The series of events removed any hope Germany's Jews may have had of peaceful coexistence with Hitler. But for most it was too late. Hundreds of sobbing and desperate Jews filled the American consulate in Berlin, telling tales of husbands beaten or carried away, of homes that had been ransacked, and all asking for help to emigrate to America. It was, one observer reported, a "pathetic" sight. Hundreds of other Jews took matters into their own hands and tried to cross the border into France--only to be turned back by French guards who were on orders to admit only those with the necessary visas. After a few days, Great Britain's prime minister, Neville Chamberlain, issued a mild statement condemning the situation; but there was no outrage expressed to convey genuine concern. In the United States, Roosevelt made the unusual gesture of calling reporters into the Oval Office and, while seated behind a desk cluttered with souvenirs, he read a statement protesting Germany's actions. In responding to a reporter's inquiry, however, Roosevelt said he did not expect an increase in the annual quota of 27,370 German immigrants into the United States.

It was in this setting that Roosevelt called Brandeis. The old justice was the foremost Zionist leader in the United States, and, although age now limited his activities, his concern was beyond question. Adrian Fisher, Brandeis's law clerk, answered the telephone and heard a familiar voice identify himself as "the president." Fisher at first thought it was a practical joke, but much to his later relief, he did not challenge the caller's authenticity. Fisher told the president that Brandeis did not talk on the telephone anymore, "Well, Mr. Fisher," the president said, "can you have the justice set up an appointment with me to talk about Zionism?" The message was duly delivered, Brandeis nodded knowingly, and the appointment was arranged.

Brandeis had discussed the Jewish problem with Roosevelt a month earlier. Brandeis thought that the British should allow more Jews into Palestine. It was not only their obligation under the Balfour Declaration; it was the only way Jews could be saved from Hitler.

When Brandeis entered the White House on that Saturday in November, Roosevelt explained that he was about to go South and wanted to report to Brandeis about developments since their last talk in October. Shortly after that talk, Roosevelt said, he had called in Sir Ronald Lindsay, the British ambassador to the United States. Roosevelt wanted Britain to allow more Jews into Palestine. There was simply no merit to the Arab opposition, he told Lindsay. Palestine represented only 5 percent of the Arab land area. The Arabs had more than enough land to meet their people's needs. Indeed, Roosevelt advised Lindsay, the Arab opposition probably reflected only the indecision and inconsistency of British policy. The ambassador countered that perhaps British Guiana could be opened to the Jews. Roosevelt did not think much of that idea, although Tanganyika and the Cameroons--two African colonies--might offer something. There the matter had been left.

After relating this conversation, the president told Brandeis that the events of the past week had disturbed him greatly. Perhaps they could use private and public sources to raise $300 million to move Germany's Jews, but for the time being he felt that he had done all he could do politically. He was going to Georgia for the next ten days, but if there was anything Isaiah felt he could do, the president said, he was prepared to return to Washington on short notice.

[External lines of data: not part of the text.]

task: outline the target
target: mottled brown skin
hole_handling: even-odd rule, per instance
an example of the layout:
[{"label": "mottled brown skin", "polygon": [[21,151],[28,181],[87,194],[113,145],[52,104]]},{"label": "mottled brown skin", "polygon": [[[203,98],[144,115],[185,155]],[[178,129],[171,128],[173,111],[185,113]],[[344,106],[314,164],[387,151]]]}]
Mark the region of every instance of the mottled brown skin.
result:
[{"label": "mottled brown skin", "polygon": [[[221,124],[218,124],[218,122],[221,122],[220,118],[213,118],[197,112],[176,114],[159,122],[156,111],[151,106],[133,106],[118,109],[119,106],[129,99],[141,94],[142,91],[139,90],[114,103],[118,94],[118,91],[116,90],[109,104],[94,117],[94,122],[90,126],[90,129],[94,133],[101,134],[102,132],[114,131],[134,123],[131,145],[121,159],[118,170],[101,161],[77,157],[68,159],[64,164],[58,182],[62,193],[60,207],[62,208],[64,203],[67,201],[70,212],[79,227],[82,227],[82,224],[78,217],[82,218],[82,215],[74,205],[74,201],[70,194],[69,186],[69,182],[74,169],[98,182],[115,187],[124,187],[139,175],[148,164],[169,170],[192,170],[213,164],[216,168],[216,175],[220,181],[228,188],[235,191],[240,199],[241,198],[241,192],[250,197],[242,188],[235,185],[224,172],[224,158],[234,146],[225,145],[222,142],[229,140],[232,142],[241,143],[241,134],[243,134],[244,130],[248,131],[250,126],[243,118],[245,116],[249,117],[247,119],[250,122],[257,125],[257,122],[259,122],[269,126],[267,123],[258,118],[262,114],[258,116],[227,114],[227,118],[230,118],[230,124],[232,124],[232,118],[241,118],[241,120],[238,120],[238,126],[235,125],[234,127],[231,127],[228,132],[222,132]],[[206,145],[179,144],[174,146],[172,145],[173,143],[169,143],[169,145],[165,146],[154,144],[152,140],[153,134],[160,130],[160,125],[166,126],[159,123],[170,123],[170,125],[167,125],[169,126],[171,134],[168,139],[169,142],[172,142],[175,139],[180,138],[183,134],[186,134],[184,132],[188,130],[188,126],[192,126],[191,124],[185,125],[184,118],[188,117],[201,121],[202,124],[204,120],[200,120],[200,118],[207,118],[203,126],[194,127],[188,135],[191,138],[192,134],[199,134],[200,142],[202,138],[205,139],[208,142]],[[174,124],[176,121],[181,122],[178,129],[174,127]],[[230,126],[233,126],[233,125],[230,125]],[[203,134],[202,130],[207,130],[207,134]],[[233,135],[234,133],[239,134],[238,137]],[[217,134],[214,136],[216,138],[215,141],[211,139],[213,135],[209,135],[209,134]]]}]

Brandeis was impressed with Roosevelt's efforts. He asked only one thing of the president before he left Washington. In the wake of the German uprising against Jews in the last week, more pressure had to be placed on the British to open Palestine. Reports of an increase in Jewish immigration quotas were already floating around Washington. Would the president issue a statement acknowledging the reports of increased immigration and express his hope that they were true? Roosevelt was agreeable to that. Their twenty-minute meeting over, Brandeis left the president for the ride back to his apartment on California Street.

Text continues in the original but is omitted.